The NBA’s Board of Governors passed a motion to reform the draft lottery today, Adrian Wojnarowski of ESPN writes. The new rules will be in place for the 2019 NBA Draft.
Modifications to the lottery process were originally proposed earlier this month and include a number of strategies aimed at flattening the odds that basement dwelling teams have of landing the top pick. The idea behind the motion is to curb tanking.
Under the new rules, teams will be able to drop four places in the lottery. Previously teams could drop no more than three places, meaning that the worst team in the league would be guaranteed to pick in the top four. Now, in that same scenario, the team could fall as far as No. 5.
Beyond that, however, the odds of each team’s ping pong balls being selected have flattened dramatically, as portrayed in a tweet from Adrian Wojnarowski. Not only do the three worst teams have a lesser chance of winning the lottery, but there’s no longer any difference between finishing last, second-last or third-last when it comes to odds for the No. 1 pick.
In contrast, the team with the fourth-greatest shot at winning the lottery (ie; the fourth-worst team in the NBA) now has a better chance of landing the top pick, as does every team that finished ahead of it in the regular season with the exception of the best team in the lottery (which has the same odds as it had previously).
To demonstrate the point, consider the change in fortune that will await whatever team finishes ninth-last in the 2018/19 season. Whereas last season’s Mavs finished ninth-last and received a 2.8% chance of winning the lottery and a 10% chance of landing a top-three pick, under the new rules that team would have a 6% chance of winning the lottery and a 15% chance of landing a top-three pick.
All told, much of the incentive that middle-of-the-pack lottery clubs had of embracing a full-out tank and dropping to the bottom of the league has been reduced. Now the worst team in the league will have a 40% chance of landing a top-three pick as opposed to the 64% chance it previously had.

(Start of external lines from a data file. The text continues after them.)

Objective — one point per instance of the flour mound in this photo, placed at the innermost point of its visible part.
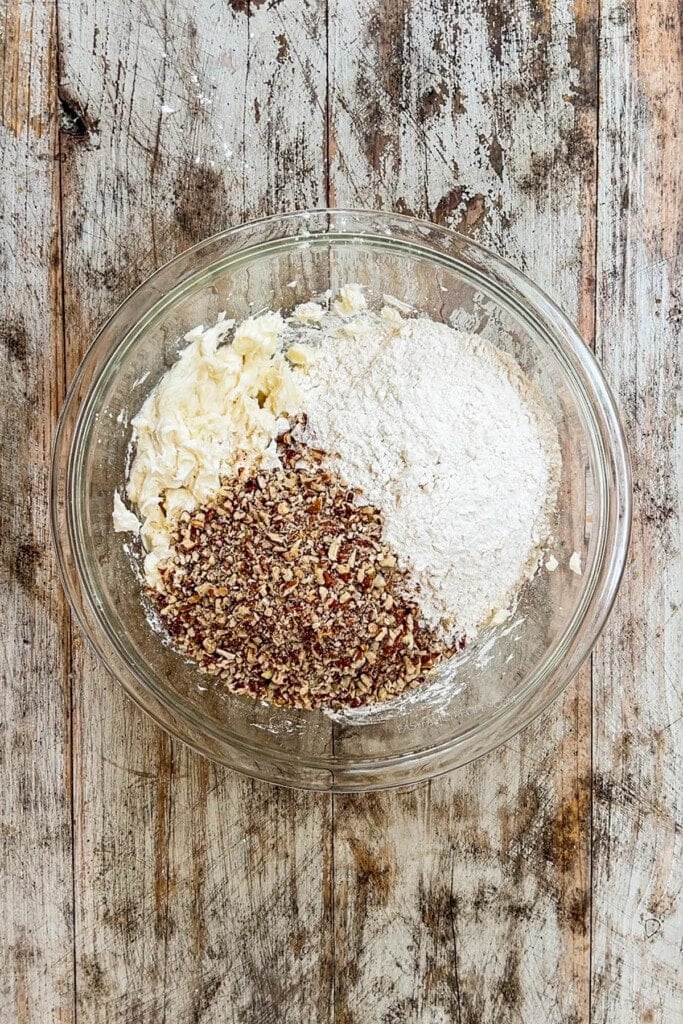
(442, 432)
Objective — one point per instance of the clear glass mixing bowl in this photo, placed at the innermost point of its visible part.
(512, 671)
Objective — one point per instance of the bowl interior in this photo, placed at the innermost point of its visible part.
(504, 676)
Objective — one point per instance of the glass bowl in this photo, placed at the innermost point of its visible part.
(512, 671)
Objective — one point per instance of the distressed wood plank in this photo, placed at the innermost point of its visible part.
(638, 674)
(469, 900)
(200, 896)
(36, 905)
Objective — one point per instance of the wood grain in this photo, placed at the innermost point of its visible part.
(469, 900)
(200, 896)
(540, 884)
(638, 675)
(36, 898)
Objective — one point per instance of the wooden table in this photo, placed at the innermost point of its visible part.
(542, 884)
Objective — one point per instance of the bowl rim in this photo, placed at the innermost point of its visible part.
(331, 773)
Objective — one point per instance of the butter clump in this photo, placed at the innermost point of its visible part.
(218, 409)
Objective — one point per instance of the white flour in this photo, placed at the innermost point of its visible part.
(442, 432)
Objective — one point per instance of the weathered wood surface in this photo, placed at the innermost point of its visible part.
(540, 884)
(36, 887)
(199, 895)
(638, 667)
(491, 130)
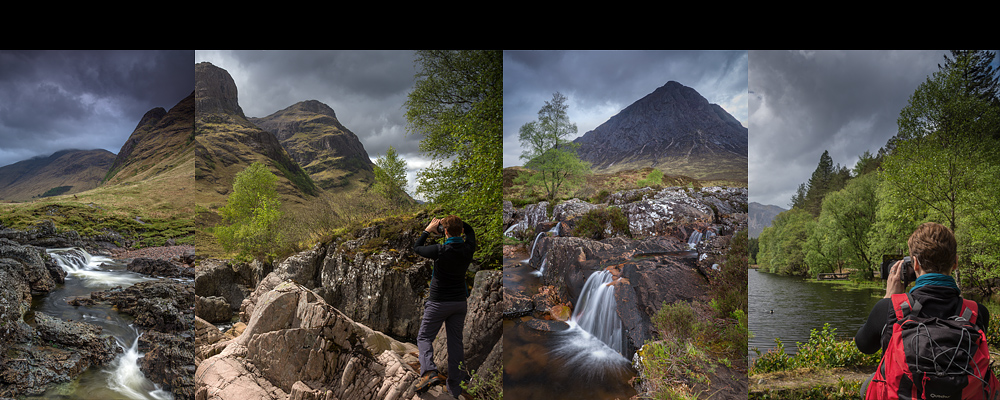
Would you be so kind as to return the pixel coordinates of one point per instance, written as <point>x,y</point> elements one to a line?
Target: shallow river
<point>121,378</point>
<point>789,308</point>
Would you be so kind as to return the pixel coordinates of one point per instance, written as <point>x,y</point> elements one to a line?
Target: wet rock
<point>384,290</point>
<point>88,339</point>
<point>297,345</point>
<point>159,268</point>
<point>224,279</point>
<point>483,323</point>
<point>169,360</point>
<point>213,309</point>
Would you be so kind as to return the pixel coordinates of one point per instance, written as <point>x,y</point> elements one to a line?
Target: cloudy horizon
<point>803,103</point>
<point>599,84</point>
<point>366,89</point>
<point>84,100</point>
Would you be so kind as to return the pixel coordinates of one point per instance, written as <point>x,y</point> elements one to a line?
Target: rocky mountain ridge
<point>330,153</point>
<point>673,129</point>
<point>63,172</point>
<point>162,140</point>
<point>227,142</point>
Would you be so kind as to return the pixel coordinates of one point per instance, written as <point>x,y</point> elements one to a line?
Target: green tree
<point>252,211</point>
<point>943,168</point>
<point>549,153</point>
<point>844,226</point>
<point>457,106</point>
<point>390,176</point>
<point>782,245</point>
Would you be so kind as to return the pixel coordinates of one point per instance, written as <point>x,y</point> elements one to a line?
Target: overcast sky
<point>366,89</point>
<point>57,100</point>
<point>599,84</point>
<point>805,102</point>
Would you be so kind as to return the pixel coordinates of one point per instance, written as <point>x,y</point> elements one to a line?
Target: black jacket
<point>451,261</point>
<point>939,301</point>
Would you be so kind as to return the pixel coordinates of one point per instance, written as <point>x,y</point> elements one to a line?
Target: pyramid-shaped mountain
<point>63,172</point>
<point>162,143</point>
<point>673,129</point>
<point>330,153</point>
<point>227,142</point>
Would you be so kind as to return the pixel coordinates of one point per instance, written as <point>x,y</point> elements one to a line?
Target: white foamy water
<point>123,375</point>
<point>97,272</point>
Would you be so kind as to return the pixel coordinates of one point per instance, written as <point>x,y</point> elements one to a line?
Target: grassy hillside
<point>147,213</point>
<point>600,184</point>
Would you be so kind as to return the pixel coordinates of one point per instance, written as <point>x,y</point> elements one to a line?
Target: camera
<point>908,274</point>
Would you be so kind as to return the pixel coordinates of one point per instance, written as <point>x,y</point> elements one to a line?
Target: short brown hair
<point>452,225</point>
<point>934,247</point>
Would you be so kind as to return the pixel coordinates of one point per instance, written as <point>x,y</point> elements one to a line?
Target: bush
<point>602,223</point>
<point>252,211</point>
<point>822,350</point>
<point>654,179</point>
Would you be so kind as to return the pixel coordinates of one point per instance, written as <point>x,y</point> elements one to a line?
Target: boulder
<point>297,346</point>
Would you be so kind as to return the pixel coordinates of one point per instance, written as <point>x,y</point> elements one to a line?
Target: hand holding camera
<point>898,276</point>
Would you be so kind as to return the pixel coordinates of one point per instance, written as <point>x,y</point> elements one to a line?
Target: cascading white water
<point>694,239</point>
<point>86,272</point>
<point>592,344</point>
<point>91,269</point>
<point>541,269</point>
<point>596,312</point>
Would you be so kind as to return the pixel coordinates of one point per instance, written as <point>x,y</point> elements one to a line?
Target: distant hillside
<point>64,172</point>
<point>227,142</point>
<point>760,217</point>
<point>330,153</point>
<point>161,142</point>
<point>673,129</point>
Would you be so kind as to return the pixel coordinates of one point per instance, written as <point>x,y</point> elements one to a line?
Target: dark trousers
<point>452,315</point>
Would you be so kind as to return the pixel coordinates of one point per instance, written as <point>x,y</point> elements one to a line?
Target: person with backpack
<point>933,341</point>
<point>446,303</point>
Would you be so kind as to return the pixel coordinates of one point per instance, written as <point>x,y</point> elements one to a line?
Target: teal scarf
<point>935,280</point>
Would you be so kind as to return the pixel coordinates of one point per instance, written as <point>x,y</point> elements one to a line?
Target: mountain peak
<point>215,91</point>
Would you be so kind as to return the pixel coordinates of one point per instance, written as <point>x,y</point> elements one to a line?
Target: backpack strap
<point>969,310</point>
<point>905,305</point>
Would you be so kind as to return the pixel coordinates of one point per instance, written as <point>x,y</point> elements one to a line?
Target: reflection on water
<point>121,378</point>
<point>557,360</point>
<point>789,308</point>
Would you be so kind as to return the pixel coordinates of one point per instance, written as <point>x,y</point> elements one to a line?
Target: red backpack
<point>934,358</point>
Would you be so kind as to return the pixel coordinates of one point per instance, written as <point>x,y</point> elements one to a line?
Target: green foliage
<point>485,388</point>
<point>654,179</point>
<point>601,223</point>
<point>782,245</point>
<point>252,211</point>
<point>58,190</point>
<point>457,106</point>
<point>729,289</point>
<point>823,350</point>
<point>390,175</point>
<point>841,236</point>
<point>548,151</point>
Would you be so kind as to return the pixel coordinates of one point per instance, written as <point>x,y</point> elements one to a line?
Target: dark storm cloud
<point>56,100</point>
<point>805,102</point>
<point>366,89</point>
<point>599,84</point>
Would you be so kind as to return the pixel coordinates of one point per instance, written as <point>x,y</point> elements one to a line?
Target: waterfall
<point>84,274</point>
<point>596,312</point>
<point>694,238</point>
<point>96,272</point>
<point>126,378</point>
<point>592,345</point>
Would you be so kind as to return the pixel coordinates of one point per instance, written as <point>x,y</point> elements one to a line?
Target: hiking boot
<point>425,381</point>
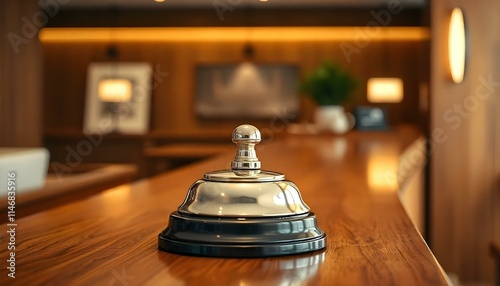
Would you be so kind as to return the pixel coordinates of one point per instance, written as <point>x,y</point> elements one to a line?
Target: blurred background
<point>189,71</point>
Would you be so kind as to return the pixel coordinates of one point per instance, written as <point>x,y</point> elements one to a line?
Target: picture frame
<point>126,115</point>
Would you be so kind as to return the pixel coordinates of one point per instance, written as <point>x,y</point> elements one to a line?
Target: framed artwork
<point>118,98</point>
<point>246,90</point>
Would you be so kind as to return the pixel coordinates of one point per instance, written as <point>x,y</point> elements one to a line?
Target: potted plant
<point>329,86</point>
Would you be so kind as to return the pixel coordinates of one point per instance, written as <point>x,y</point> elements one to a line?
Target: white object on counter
<point>29,164</point>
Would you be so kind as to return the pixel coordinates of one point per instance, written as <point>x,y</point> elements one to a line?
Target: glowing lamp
<point>385,90</point>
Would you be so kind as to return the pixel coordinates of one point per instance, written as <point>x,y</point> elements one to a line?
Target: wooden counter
<point>83,181</point>
<point>348,181</point>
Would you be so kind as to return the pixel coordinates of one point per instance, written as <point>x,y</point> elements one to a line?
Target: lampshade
<point>457,45</point>
<point>115,90</point>
<point>380,89</point>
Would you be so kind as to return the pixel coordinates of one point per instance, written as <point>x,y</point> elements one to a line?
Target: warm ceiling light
<point>385,89</point>
<point>224,34</point>
<point>457,45</point>
<point>115,90</point>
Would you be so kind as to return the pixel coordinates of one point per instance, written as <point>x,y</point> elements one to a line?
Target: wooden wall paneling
<point>462,166</point>
<point>20,84</point>
<point>173,98</point>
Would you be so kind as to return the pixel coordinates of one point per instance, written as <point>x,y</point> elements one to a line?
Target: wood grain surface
<point>111,238</point>
<point>83,181</point>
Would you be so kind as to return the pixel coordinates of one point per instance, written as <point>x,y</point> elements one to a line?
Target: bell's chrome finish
<point>246,137</point>
<point>242,212</point>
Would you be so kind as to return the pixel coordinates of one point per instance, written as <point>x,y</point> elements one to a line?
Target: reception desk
<point>350,182</point>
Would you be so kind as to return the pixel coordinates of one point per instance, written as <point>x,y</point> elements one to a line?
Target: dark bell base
<point>252,237</point>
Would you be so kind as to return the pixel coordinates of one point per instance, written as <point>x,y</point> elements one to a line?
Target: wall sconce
<point>385,90</point>
<point>118,98</point>
<point>457,45</point>
<point>115,90</point>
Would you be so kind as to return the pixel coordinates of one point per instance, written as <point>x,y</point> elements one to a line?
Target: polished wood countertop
<point>348,181</point>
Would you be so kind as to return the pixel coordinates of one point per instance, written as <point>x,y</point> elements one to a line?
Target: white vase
<point>333,118</point>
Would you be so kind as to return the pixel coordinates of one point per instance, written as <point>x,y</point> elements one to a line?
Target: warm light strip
<point>218,34</point>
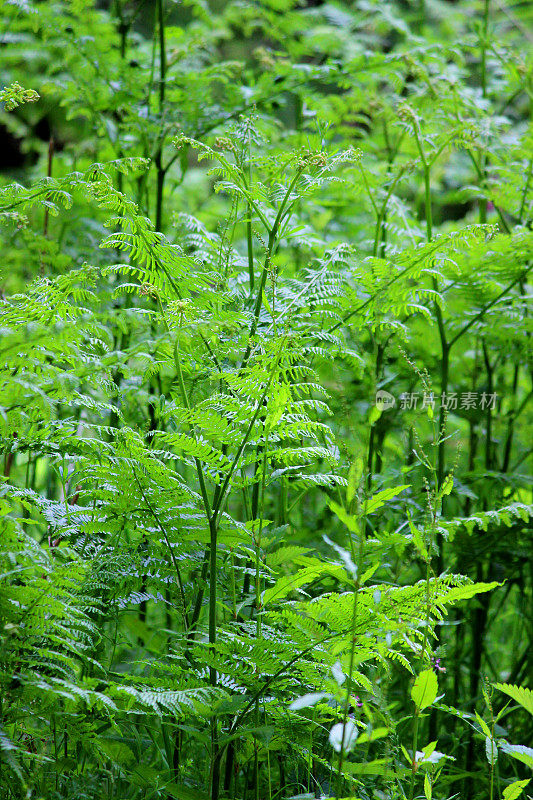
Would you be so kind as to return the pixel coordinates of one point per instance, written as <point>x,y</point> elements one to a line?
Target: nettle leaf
<point>343,736</point>
<point>425,689</point>
<point>520,694</point>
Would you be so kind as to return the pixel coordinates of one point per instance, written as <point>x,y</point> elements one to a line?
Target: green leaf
<point>491,750</point>
<point>520,694</point>
<point>425,688</point>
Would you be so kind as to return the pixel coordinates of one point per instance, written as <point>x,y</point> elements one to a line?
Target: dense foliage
<point>265,389</point>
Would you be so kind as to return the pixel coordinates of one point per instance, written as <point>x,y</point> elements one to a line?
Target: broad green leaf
<point>425,688</point>
<point>350,733</point>
<point>520,694</point>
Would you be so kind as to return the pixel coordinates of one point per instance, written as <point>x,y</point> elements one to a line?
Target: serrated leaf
<point>425,689</point>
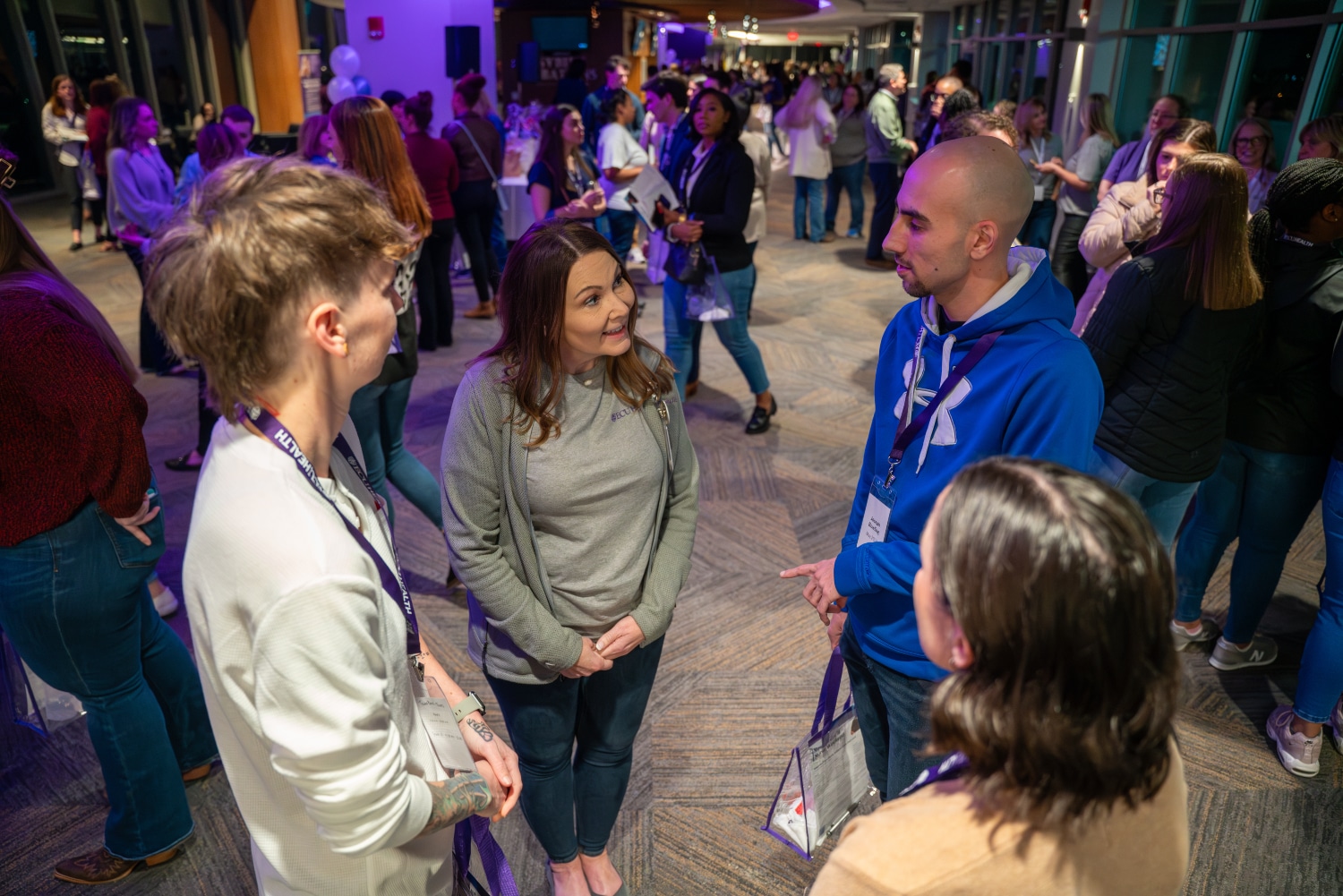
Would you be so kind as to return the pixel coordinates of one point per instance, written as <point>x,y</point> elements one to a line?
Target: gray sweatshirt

That same team will now have a 14% chance of landing the No. 1 overall pick (vs. the 25% chance it had previously).
For a pick-by-pick breakdown of the probability changes, refer to the chart in the Wojnarowski tweet.
Another proposal formally approved by the league is one that extends commissioner Adam Silver’s authority to potentially fine teams for resting players in nationally televised games or in other select scenarios.